Haney actually jumped before he was pushed, sensing an imminent parting. The two were not jelling in 2010 when Woods returned from his personal issues, and following the third event at the Players Championship, Haney elected to call it quits. Woods went a few months without a teacher before hiring Foley.
For now, Woods is "completely focused on making sure he gets healthy," said his agent, Mark Steinberg.
Whether Woods hires someone new or goes solo will be fascinating to watch. One thing he won't be doing is calling Harmon, who turns 71 on Thursday. Harmon works with the likes of Phil Mickelson, Rickie Fowler, Jimmy Walker and Brandt Snedeker, has a golf school in Las Vegas and does commentary for Sky Sports in the UK.
He is plenty busy and Harmon has repeatedly said he is not interested in a reunion. And given the various reasons for their initial breakup, Woods is looking ahead, not backward.

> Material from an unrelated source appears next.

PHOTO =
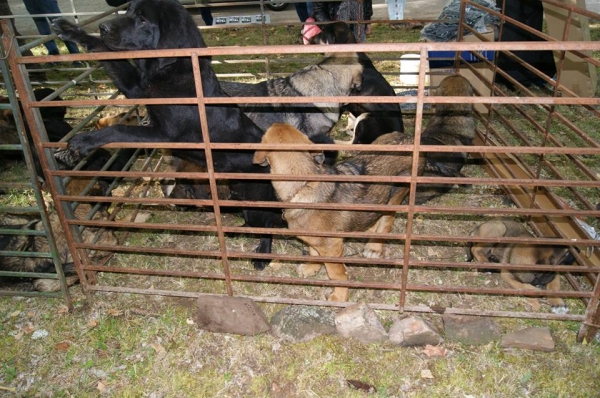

None of it matters unless Woods can swing fully and without pain. He said on the day he missed the cut at the PGA Championship two weeks ago that he had trouble making a backswing. No teacher can fix that.
Perhaps it is good for Woods to forge ahead on his own by trying to rediscover his natural swing, ridding himself of all the technical thoughts that may or may not have cluttered his mind in recent years. He's got some time now to figure it out, alone.